Some dentists view shade selections outdoors in natural light for more accurate representation of how teeth will appear in everyday situations.
Communicating Shade Preferences
Show your dentist photos of smiles you admire with shade characteristics you like. This visual communication helps your dentist understand your preferences better than verbal descriptions. However, understand that your face, skin tone, and natural tooth color may not allow exactly replicating someone else's smile.
Temporary Restorations and Shade Verification
For treatments requiring laboratory work, temporary restorations are placed while permanent restorations are fabricated. Temporary shade is typically selected to approximate final shade. However, don't assume temporary color will match final restorations—temporaries are often less ideal shade than final restorations.

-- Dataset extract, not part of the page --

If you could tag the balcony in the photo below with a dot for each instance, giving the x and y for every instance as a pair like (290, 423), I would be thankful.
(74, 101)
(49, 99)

When final restorations are tried in before permanent cementation, you can verify shade. If color doesn't satisfy you, adjustments can be made before permanent placement. However, minor shade adjustments are easier than major changes requiring remakings.
Shade Drift Over Time
Restorations may appear slightly different in color immediately after placement compared to after several days. This is normal as restorations hydrate and settle into place. Additionally, laboratory lighting during fabrication differs from actual mouth appearance.
Most restorations appear ideal within one to two weeks of placement as you adjust to the new shade.
Preventing Shade Mismatch
Clear communication between you and your dentist, and between your dentist and the laboratory, prevents shade mismatches. Your dentist provides the laboratory with detailed shade information and ideally includes photographs showing the shade in your mouth.
For multiple restorations affecting adjacent teeth, coordination ensures consistent shade across multiple teeth. Your dentist can adjust adjacent restoration shades for optimal coordination.
Addressing Shade Dissatisfaction
If you're dissatisfied with restoration color, contact your dentist within a reasonable timeframe. Minor adjustments are possible by polishing or applying surface modifications. If major shade changes are needed, remakings by the laboratory may be necessary.
However, shade modification or remakings can be expensive. This is why careful shade selection before permanent placement is important—it prevents needing these costly corrections.
When to See Your Dentist
Before major restorative work, discuss shade selection thoroughly. Ask your dentist for guidance based on your specific situation. Request trying in temporary restorations or shade mockups before final restorations are fabricated when possible.